Bu adam Tanrı’dan olmasaydı, hiçbir şey yapamazdı.”
Byť tento nebyl od Boha, nemohlť by nic učiniti.
Onlar buna karşılık, “Tamamen günah içinde doğdun, sen mi bize ders vereceksin?” diyerek onu dışarı attılar.
Odpověděli a řekli jemu: Ty jsi všecken se v hříších narodil, a ty náš učíš? I vyhnali jej ven.
İsa adamı kovduklarını duydu. Onu bularak, “Sen İnsanoğlu’na iman ediyor musun?” diye sordu.
Uslyšel pak Ježíš, že jsou jej vyhnali ven. A když jej nalezl, řekl jemu: Věříš-liž ty v Syna Božího?

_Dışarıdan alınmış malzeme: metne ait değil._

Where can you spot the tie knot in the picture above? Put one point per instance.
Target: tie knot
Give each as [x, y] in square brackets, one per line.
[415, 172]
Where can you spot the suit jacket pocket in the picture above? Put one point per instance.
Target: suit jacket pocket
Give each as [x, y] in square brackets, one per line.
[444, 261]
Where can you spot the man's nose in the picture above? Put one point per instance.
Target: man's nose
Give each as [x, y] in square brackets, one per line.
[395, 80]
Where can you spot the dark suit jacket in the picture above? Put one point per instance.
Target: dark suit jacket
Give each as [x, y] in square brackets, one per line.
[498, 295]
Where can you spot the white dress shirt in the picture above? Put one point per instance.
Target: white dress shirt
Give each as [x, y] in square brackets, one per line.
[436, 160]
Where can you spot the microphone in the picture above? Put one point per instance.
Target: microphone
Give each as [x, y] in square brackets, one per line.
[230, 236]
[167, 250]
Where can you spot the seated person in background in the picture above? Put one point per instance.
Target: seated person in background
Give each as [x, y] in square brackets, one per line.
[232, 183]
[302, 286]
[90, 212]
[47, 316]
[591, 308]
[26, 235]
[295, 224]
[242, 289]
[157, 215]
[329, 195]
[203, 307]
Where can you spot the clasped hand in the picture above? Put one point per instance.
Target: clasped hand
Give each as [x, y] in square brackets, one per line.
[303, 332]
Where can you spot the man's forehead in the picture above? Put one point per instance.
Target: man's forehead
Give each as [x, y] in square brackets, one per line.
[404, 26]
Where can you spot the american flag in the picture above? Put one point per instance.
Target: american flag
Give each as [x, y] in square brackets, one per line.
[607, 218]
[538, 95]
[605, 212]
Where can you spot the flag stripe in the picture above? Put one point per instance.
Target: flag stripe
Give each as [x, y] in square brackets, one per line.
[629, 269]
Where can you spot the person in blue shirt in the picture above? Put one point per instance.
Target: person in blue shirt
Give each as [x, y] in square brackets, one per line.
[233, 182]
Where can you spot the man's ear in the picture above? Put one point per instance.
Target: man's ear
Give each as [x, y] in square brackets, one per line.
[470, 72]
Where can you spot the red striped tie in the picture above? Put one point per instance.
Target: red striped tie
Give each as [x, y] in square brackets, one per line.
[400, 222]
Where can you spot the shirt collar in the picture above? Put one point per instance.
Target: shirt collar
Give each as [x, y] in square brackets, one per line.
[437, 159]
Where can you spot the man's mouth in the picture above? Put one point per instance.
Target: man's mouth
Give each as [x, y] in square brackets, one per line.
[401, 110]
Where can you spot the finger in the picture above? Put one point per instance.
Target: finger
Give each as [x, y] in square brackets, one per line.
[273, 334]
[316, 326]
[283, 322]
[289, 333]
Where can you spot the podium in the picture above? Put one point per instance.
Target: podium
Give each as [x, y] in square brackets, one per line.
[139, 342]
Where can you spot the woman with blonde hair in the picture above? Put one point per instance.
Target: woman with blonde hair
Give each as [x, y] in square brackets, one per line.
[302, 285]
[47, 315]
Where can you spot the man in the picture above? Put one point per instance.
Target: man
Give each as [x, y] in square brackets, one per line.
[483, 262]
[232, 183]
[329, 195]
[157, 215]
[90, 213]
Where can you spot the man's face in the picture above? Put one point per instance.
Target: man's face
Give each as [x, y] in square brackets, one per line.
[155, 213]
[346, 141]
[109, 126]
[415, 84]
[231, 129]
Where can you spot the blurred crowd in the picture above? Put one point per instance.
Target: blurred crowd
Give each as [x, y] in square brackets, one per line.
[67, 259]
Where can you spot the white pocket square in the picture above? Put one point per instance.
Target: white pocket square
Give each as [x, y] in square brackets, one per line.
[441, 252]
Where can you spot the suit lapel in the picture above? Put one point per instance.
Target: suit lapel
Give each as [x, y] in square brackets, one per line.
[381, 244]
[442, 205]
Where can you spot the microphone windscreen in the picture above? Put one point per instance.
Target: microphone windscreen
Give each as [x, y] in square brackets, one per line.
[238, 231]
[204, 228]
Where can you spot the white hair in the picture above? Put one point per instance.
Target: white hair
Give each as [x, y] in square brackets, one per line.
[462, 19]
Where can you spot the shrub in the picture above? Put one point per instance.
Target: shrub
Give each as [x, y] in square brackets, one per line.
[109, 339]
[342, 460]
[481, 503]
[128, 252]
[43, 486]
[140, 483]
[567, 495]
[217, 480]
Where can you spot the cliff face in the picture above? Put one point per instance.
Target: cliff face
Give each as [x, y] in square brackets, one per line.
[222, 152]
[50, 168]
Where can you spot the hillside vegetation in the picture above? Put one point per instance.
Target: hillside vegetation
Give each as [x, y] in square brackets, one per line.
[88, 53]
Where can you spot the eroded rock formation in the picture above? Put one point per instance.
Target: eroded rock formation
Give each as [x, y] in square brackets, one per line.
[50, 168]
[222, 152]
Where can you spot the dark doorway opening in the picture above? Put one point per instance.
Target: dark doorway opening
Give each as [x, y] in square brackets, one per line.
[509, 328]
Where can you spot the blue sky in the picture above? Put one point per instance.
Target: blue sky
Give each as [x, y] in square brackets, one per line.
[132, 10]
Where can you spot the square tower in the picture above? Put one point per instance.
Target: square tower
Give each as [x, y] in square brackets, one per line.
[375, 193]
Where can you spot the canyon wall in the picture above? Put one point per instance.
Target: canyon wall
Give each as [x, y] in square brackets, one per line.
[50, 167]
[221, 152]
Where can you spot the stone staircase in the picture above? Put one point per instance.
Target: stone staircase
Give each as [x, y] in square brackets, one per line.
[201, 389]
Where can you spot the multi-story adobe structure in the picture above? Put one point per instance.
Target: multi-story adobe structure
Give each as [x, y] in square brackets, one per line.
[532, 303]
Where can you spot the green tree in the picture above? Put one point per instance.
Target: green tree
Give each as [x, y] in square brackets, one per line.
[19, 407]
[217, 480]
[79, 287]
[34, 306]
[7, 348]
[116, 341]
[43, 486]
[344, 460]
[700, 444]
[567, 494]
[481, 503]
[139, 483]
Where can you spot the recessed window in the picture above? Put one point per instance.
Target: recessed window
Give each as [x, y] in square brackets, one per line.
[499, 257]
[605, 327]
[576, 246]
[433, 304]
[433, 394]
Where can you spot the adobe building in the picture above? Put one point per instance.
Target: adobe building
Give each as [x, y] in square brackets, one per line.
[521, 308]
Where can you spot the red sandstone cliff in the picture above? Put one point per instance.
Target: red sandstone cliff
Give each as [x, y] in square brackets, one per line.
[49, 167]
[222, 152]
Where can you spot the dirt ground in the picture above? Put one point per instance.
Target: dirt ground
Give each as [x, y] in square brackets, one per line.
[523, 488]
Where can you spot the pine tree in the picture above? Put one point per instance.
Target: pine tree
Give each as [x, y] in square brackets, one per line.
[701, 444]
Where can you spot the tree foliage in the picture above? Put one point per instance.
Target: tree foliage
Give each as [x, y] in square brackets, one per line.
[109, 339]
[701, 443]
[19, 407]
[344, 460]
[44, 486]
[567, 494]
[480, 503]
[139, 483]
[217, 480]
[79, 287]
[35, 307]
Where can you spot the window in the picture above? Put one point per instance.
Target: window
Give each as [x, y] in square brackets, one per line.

Adam şu yanıtı verdi: “Efendim, O kimdir? Söyle de kendisine iman edeyim.”
Odpověděl on a řekl: I kdož jest, Pane, abych věřil v něho?
İsa, “O’nu gördün. Şimdi seninle konuşan O’dur” dedi.
I řekl jemu Ježíš: I viděl jsi ho, a kterýž mluví s tebou, onť jest.
Adam, “Rab, iman ediyorum!” diyerek İsa’ya tapındı.
A on řekl: Věřím, Pane, a klaněl se jemu.
İsa, “Görmeyenler görsün, görenler kör olsun diye yargıçlık etmek üzere bu dünyaya geldim” dedi.
I řekl jemu Ježíš: Na soud přišel jsem já na tento svět, aby ti, kteříž nevidí, viděli, a ti, jenž vidí, aby slepí byli.
O’nun yanında bulunan bazı Ferisiler bu sözleri işitince, “Yoksa biz de mi körüz?” diye sordular.
I slyšeli to někteří z farizeů, kteříž s ním byli, a řekli jemu: Zdali i my slepí jsme?
İsa, “Kör olsaydınız günahınız olmazdı” dedi, “Ama şimdi, ‘Görüyoruz’ dediğiniz için günahınız duruyor.”
Řekl jim Ježíš: Byste slepí byli, hříchu byste neměli; ale nyní pravíte: Vidíme, protož hřích váš zůstává.